For debugging, testing, and validation, a deterministic mode is implemented, which should yield 100% reproducible results, on CPU and on GPU and when running multiple times. It uses a combination of

  • Compile time options, e.g. disabling all optimizations that change floating point rounding.
  • Run time options, e.g. to use deterministic sorting, and add additional sorting steps after kernels to make the output deterministic, also intermediate outputs.

This is steered by 3 options:

  • The -DGPUCA_DETERMINISTIC_MODE Cmake setting : Compile-time setting.
  • The --PROCdeterministicGPUReconstruction command line option / GPU_proc.deterministicGPUReconstruction --configKeyValue setting : Run time setting.
  • The --RTCdeterministic command line option / GPU_proc_rtc.deterministic --configKeyValue setting. (Auto-enabled by the deterministicGPUReconstruction setting.) : Compile-time setting for RTC code.

Note that enabling a single setting will not result in fully deterministic behavior! Each setting enables different deterministic aspects! In order to be fully deterministic, all settings must be enabled, where the RTC setting is automatically enabled if not explicitly disabled.

GPUCA_DETERMINISTIC_MODE has multiple levels, which are described here: FindO2GPU.cmake.

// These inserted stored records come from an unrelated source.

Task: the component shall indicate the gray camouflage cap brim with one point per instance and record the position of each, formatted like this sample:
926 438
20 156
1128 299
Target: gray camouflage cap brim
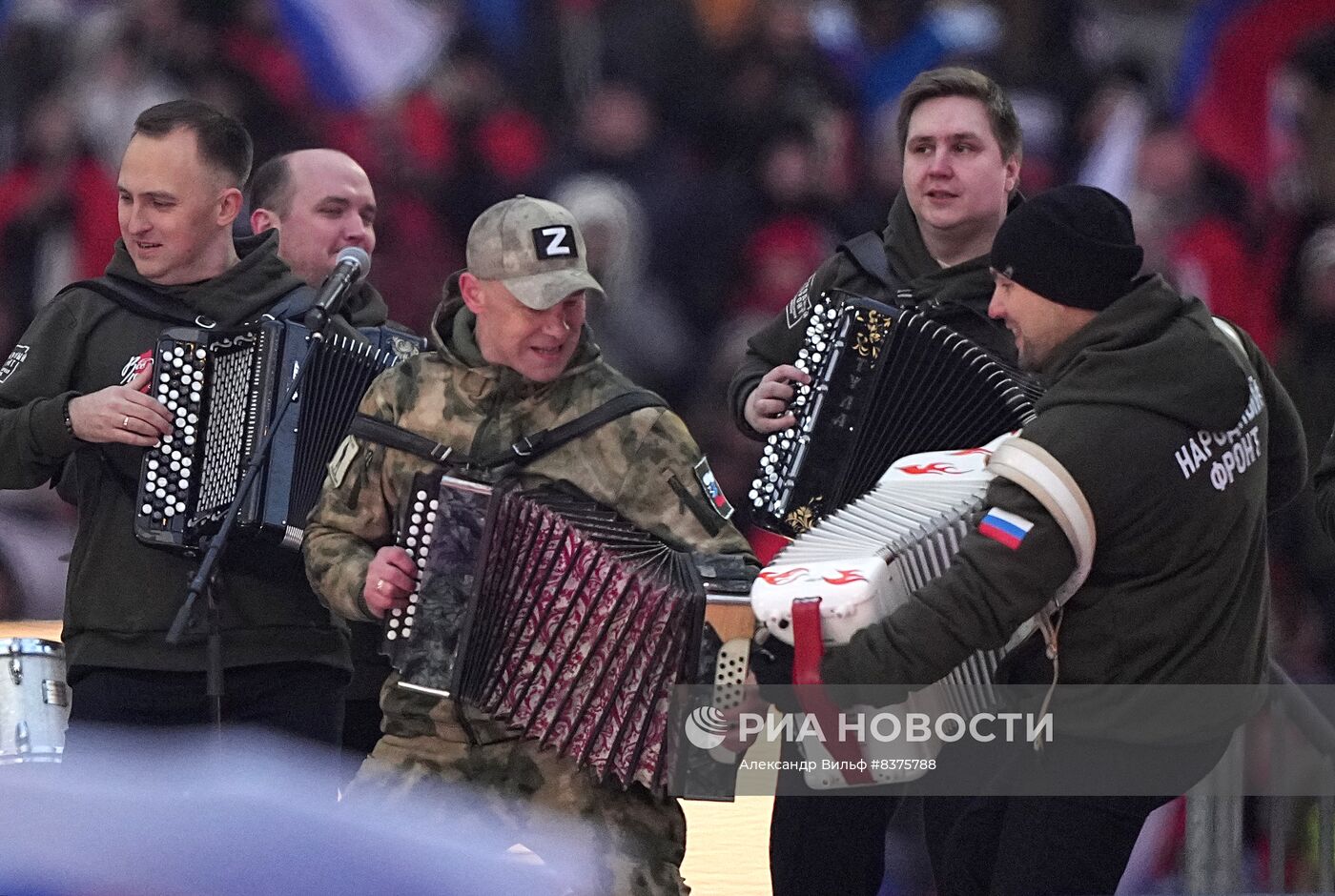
541 292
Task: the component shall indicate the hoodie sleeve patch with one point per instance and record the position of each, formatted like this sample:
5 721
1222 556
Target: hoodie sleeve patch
10 363
800 306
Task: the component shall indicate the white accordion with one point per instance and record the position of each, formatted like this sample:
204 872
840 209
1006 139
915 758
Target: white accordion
872 556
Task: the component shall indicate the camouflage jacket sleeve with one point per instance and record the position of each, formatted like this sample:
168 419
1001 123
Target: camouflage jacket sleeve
354 516
665 489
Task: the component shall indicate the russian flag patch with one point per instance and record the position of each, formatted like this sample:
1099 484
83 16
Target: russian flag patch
1004 526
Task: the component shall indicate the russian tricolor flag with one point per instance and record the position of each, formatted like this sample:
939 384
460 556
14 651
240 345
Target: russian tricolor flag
357 52
1004 526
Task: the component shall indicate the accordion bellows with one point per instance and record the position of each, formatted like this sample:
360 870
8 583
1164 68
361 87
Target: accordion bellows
557 617
867 560
885 382
223 392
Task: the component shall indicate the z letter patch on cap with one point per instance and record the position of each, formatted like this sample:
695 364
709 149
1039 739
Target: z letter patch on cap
1007 528
717 499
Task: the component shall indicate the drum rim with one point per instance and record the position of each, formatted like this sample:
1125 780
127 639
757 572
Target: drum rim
30 646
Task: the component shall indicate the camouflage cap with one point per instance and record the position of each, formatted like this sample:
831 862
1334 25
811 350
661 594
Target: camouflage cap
534 247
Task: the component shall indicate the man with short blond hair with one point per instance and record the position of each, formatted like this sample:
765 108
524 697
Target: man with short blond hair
75 396
960 140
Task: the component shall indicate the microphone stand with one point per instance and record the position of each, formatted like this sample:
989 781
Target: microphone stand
204 581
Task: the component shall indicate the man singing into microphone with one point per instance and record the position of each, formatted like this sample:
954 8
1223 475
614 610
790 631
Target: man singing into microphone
320 202
75 386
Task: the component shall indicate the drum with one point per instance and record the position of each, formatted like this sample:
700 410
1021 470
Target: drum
33 700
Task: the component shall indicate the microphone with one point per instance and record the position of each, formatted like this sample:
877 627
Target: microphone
350 269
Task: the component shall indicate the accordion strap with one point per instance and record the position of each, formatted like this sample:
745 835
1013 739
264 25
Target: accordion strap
520 455
1034 469
384 433
808 650
534 445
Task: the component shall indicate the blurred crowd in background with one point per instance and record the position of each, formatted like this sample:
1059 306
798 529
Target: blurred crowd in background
714 152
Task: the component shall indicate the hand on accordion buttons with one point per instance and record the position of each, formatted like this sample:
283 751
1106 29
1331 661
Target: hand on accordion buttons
390 579
122 414
771 663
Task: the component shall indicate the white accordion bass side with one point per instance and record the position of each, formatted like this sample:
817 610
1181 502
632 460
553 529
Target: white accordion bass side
867 560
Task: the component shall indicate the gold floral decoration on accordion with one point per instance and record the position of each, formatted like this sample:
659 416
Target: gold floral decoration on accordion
870 340
803 519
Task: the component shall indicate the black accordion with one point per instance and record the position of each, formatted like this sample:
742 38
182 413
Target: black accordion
558 617
223 390
885 382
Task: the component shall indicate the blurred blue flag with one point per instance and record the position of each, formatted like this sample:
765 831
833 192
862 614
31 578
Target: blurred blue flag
358 53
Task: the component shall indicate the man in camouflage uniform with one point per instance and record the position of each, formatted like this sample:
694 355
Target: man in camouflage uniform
511 356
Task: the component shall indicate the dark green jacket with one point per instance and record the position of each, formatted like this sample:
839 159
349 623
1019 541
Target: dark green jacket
123 596
1179 589
956 295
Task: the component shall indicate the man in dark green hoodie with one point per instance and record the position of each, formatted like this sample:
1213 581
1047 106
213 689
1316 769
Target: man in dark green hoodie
1181 440
76 387
320 202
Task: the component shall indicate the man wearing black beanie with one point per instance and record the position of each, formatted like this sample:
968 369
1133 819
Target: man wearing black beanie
1181 438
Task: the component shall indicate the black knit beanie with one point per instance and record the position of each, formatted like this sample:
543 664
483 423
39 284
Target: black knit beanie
1071 245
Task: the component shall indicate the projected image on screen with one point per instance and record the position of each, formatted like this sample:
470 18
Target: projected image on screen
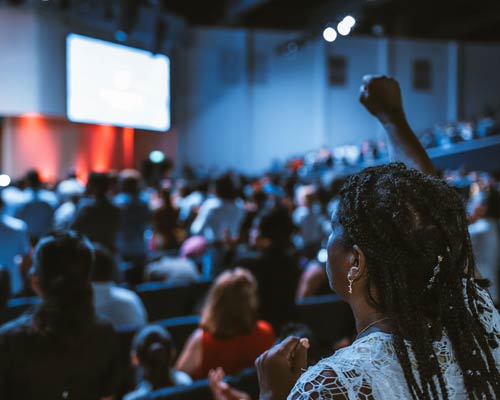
117 85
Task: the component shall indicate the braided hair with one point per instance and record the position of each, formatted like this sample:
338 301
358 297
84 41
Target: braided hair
407 224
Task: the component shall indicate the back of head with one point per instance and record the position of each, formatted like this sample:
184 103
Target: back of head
232 305
104 264
155 351
413 231
129 181
224 188
62 265
98 184
32 179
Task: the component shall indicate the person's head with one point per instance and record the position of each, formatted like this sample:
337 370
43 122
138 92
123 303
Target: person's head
62 266
401 238
98 184
154 351
104 264
305 195
272 229
232 305
129 181
224 188
32 179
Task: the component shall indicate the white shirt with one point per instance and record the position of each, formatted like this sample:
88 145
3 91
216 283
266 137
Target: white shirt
118 305
310 223
15 244
370 365
215 217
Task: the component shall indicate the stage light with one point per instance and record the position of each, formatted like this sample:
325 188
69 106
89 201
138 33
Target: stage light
349 21
343 28
4 180
329 34
157 156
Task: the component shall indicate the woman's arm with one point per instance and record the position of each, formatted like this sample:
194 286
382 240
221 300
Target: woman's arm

  • In order to have fully deterministic GPUReconstruction (i.e. all algorithms that come with the GPUTracking library, like TPC tracking), the level GPUCA_DETERMINISTIC_MODE=GPU is needed.
  • In order to apply it to all of O2, e.g. for ITS tracking, please use GPUCA_DETERMINISTIC_MODE=WHOLEO2

Enabling the options is a bit different for O2 and for the standalone benchmark:

  • For enabling it in the standalone benchmark, please set GPUCA_DETERMINISTIC_MODE=GPU in config.cmake and use the command line argument --PROCdeterministicGPUReconstruction 1.
  • For O2, Either add set(GPUCA_DETERMINISTIC_MODE GPU) to the beginning of the GPU CMakeLists.txt or add set(GPUCA_DETERMINISTIC_MODE WHOLEO2) to the beginning of the Global CMakeLists.txt, and use the configKeyValue GPU_proc.deterministicGPUReconstruction. In order to enable this for the Full-System-Test or with dpl-workflow.sh, please export CONFIG_EXTRA_PROCESS_o2_gpu_reco_workflow=GPU_proc.deterministicGPUReconstruction=1;.

With these settings, if one runs multiple times, the number of clusters and number of tracks should be always fully identical. Note that this yields a significant performance penalty during the processing, therefore the deterministic mode is not compiled in by default, but it must be enabled explicitly and code must be recompiled.

Beyond comparing only the number of clusters and number of tracks, it is also possible to compare intermediate results. To do so, please use the standalone benchmark (either ./ca or o2-gpu-standalone-benchmark binary) with the --debug 6 option. It will create a dump container all (most) intermediate results in text form, which can be compared. The output files is called CPU.out if using the CPU backend, and GPU.out for the GPU backend. Note that the dump files will be huge and the processing will be slow and consume much more memory than normal with --debug 6 . It has been tested with datasets containing up to 50 Pb-Pb collisions, and might fail for larger data. The dump files (if the deterministic mode is used with both compile- and runtime-activation), the files should be 100% identical and can just be compared withdiff`.